I don't thinks Psych Central means that a BPD sufferer's entire outward persona will completely shift from minute to minute or day to day (although some mood swings can be like that).  Rather, it's more along the lines of someone "searching for identity" the way a high-schooler would.  One would can have certain career goals in mind and have a certain type of fashion for some months or some years.  Then some stressful triggering event can cause this person to immediately switch all of this around so that the clothing choices and career goal will be completely different.  Those who do not have BPD can also sometimes make sudden changes.  However, those with BPD often make sudden changes in manner that those around them finding more jarring and confusing.   A helpful article on this subject is found here.

As recovered Borderline Rachel Reiland has pointed out, sometimes this identity confusion can manifest in the BPD sufferer wearing a sort of mask, trying to always appear confident and friendly to mask a gnawing self-doubt and extreme predisposition to being bothered by what other people say. Someone suffering from BPD identity disturbances will not have an integrated, consistent personality, but instead have a highly fragmented personality, switching back and forth. The true self will emerge when one feels safe. However, once one feels threatened in some way, the impervious false self emerges as a form of "protection." Sadly, this "confident" false self happens to wall off the person from true emotional bonds, thus becoming a maladaptive obstacle to finding true lasting happiness. :'-(

Some psychologists can mistake this phenomenon for Multiple Personality Disorder. However, there is an important difference. When someone with Multiple Personalities switches from one personality to another, the switch is unconscious; the person doesn't know it is happening. By contrast, the Borderline with a disturbed, "fragmented" personality does have some conscious awareness of when she or he is changing personalities as the result of some emotional trigger. Again, Rachel Reiland explains that.
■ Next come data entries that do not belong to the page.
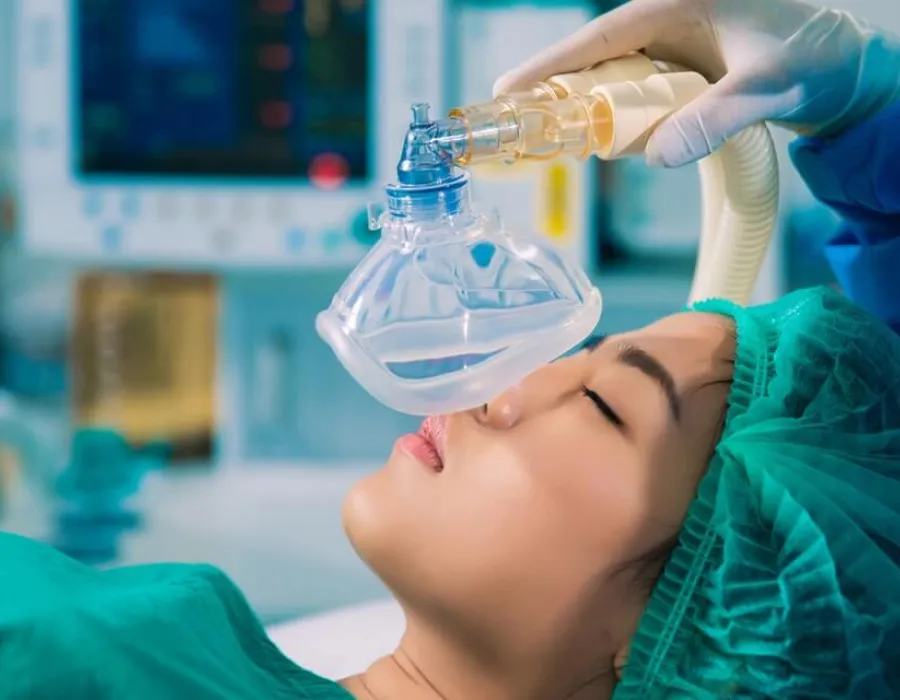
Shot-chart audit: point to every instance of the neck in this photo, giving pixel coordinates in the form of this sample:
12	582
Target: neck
421	671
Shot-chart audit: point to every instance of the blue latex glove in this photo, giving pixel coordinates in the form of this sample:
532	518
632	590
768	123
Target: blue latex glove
814	70
858	175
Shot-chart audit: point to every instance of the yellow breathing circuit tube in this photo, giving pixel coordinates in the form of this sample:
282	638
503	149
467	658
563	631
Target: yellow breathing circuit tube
610	111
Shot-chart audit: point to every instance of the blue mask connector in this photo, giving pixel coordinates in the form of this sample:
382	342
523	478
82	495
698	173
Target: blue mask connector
429	186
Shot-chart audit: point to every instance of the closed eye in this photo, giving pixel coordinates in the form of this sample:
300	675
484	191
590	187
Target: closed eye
604	408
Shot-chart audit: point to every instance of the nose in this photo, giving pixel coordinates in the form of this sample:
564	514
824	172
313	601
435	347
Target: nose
506	410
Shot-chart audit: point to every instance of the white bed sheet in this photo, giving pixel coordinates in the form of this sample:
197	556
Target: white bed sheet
342	642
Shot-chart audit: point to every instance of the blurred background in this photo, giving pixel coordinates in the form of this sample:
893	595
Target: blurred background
183	186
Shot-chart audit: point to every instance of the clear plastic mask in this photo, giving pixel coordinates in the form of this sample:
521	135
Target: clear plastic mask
449	308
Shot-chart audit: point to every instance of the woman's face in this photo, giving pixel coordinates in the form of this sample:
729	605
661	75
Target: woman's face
547	497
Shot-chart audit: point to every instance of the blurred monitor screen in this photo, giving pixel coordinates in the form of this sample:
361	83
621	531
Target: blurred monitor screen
213	88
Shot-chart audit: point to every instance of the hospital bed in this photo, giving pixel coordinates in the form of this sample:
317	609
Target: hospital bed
343	642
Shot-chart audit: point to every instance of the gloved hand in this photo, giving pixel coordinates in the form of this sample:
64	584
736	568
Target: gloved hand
814	70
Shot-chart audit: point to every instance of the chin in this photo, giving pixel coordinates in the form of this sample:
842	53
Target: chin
363	519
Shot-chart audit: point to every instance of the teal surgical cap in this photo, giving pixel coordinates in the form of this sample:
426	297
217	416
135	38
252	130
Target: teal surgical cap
786	579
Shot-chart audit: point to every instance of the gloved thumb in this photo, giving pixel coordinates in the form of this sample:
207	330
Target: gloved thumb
702	126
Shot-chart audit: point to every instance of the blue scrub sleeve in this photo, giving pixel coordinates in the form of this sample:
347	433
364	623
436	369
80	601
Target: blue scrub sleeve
858	175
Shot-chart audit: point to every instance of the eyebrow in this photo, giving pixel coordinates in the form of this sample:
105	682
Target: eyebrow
641	360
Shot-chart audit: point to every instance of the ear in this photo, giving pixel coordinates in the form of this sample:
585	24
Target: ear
619	661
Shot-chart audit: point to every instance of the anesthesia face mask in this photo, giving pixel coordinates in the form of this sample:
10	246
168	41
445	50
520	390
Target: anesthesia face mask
450	308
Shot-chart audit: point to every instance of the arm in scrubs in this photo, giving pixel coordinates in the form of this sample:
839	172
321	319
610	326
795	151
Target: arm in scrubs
858	175
816	71
157	632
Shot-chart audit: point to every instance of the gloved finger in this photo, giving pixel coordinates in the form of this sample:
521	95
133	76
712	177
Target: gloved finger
702	126
627	28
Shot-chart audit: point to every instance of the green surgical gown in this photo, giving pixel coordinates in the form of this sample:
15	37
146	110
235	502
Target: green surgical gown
154	632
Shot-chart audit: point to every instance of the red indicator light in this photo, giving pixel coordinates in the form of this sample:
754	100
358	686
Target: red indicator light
276	57
329	171
276	115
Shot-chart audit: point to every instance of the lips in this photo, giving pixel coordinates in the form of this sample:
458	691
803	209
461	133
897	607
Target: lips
434	430
427	445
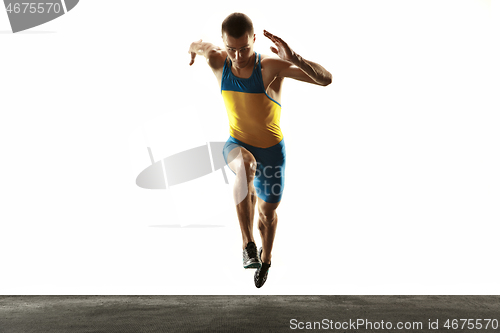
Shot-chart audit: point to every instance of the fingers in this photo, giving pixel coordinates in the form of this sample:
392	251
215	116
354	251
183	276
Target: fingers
193	54
272	37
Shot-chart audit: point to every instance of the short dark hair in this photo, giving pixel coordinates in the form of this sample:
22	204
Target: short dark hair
236	25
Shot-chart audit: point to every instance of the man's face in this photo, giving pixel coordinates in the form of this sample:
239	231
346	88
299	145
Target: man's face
239	50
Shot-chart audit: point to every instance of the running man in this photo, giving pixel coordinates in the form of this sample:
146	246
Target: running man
255	151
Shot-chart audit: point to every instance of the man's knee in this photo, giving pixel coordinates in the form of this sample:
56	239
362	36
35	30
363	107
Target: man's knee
267	218
244	164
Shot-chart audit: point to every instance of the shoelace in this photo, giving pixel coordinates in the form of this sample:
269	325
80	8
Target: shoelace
251	251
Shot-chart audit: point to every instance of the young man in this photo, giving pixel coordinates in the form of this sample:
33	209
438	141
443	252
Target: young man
255	151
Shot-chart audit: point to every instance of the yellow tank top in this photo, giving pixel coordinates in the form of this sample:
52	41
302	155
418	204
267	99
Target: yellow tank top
254	117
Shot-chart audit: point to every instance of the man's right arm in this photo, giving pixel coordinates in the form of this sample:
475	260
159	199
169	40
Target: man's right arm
211	52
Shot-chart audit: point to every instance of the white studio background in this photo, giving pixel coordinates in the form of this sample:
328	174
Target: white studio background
392	171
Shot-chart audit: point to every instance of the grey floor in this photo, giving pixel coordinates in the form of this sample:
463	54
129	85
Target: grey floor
235	313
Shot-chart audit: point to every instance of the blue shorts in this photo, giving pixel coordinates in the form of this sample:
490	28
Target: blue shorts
269	178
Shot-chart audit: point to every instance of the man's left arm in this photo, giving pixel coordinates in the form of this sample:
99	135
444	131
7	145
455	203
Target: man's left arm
305	70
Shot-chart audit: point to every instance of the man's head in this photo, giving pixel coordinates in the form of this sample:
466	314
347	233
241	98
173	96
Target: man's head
238	37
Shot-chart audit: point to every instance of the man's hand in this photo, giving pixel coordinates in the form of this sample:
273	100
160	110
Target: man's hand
194	49
282	49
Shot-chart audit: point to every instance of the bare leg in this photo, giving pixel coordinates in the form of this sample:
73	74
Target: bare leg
268	221
242	162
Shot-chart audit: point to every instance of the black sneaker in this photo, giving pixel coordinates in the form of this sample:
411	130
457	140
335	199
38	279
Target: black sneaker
260	276
250	258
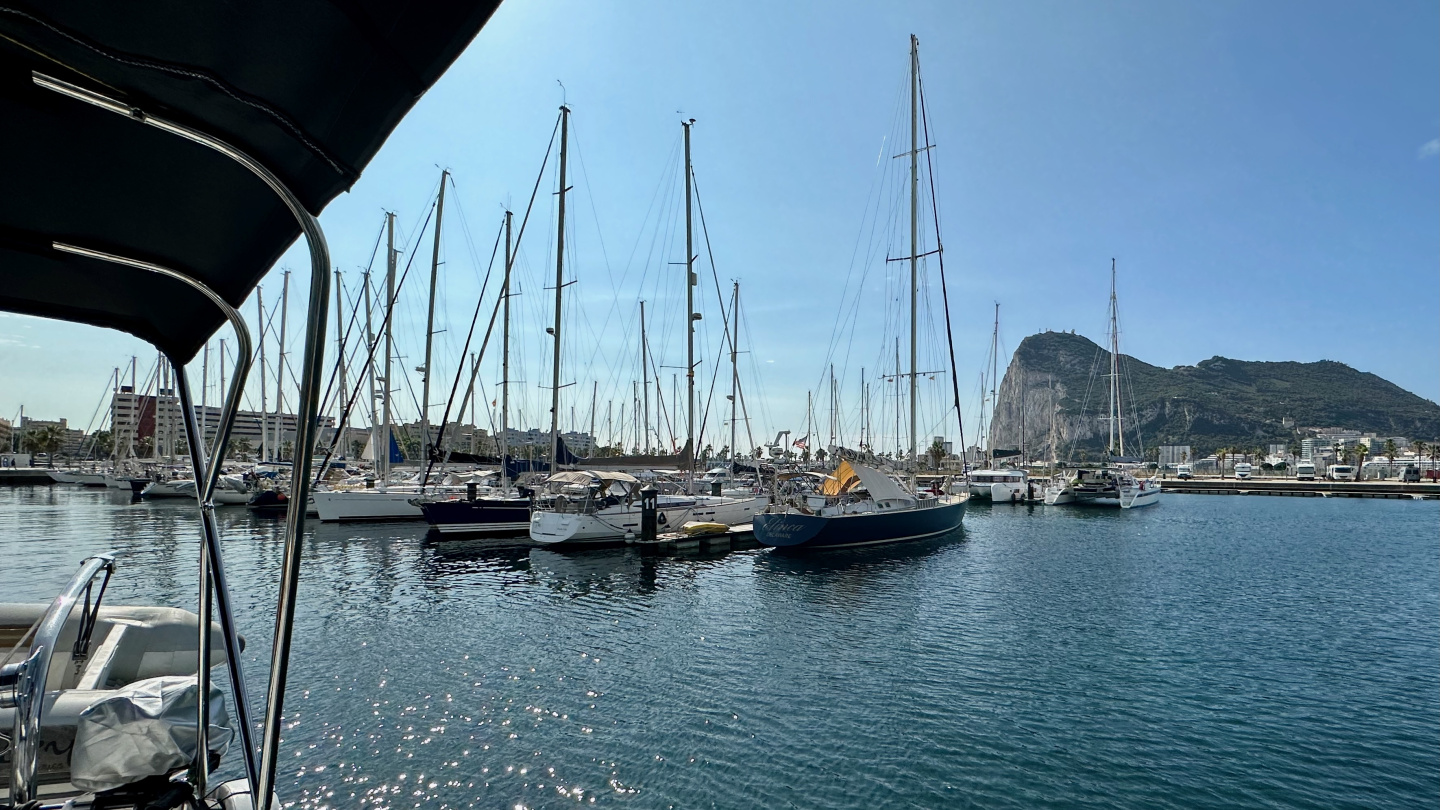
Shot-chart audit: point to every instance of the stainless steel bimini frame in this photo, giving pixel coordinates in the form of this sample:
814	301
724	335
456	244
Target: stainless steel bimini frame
262	781
208	474
22	683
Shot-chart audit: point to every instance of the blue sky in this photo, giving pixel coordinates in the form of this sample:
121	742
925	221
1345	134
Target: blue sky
1265	173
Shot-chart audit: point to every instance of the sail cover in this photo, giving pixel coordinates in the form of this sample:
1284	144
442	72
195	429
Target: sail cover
879	484
310	88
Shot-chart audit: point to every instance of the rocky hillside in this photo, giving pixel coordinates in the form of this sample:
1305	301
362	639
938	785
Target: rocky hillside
1218	402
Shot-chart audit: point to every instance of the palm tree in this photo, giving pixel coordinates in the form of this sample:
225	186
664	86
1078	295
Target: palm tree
241	447
936	453
43	440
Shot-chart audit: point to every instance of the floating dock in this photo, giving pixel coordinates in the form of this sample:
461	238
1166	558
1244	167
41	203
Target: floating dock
1292	487
673	544
23	476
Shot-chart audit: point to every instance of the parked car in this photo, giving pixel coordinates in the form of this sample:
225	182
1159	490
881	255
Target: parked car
1341	473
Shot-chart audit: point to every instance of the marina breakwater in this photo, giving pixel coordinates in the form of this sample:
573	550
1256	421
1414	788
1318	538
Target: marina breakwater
1302	489
1207	653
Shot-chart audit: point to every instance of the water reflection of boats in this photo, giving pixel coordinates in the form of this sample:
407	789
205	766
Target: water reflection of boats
615	571
442	562
779	561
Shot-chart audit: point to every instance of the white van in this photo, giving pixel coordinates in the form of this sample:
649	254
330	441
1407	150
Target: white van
1341	473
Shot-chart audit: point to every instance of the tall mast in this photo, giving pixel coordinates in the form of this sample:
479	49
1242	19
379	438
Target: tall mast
915	234
1054	451
595	395
382	463
644	375
222	386
994	372
369	342
899	447
429	327
342	423
864	408
280	368
559	287
690	316
504	359
810	440
831	446
1115	371
735	368
259	304
205	384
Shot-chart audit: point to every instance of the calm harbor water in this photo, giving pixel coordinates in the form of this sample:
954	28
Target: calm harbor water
1211	652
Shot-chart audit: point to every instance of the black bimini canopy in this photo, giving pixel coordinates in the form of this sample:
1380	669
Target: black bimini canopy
308	88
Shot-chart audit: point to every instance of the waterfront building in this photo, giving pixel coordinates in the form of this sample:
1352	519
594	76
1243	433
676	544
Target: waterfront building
1172	454
138	417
The identity confusion can even come in the form of changes in perceived sexual orientation.

But you are not cursed permanently to suffer with this. A return to psychiatric care can be of enormous help with the proper diagnosis and committed mental health professionals. Please take your happiness very seriously. :'-)

Friday, December 02, 2011

'Walk a Mile in My Shoes'...

A guy once told me that I was obliviously inconsiderate, and that I would only regain his respect once I had learned what it was like to walk a mile in his shoes.

I wanted his respect back, and so I decided to try exactly what he said.

It didn't work.

He didn't appreciate how I took and used his footwear without asking.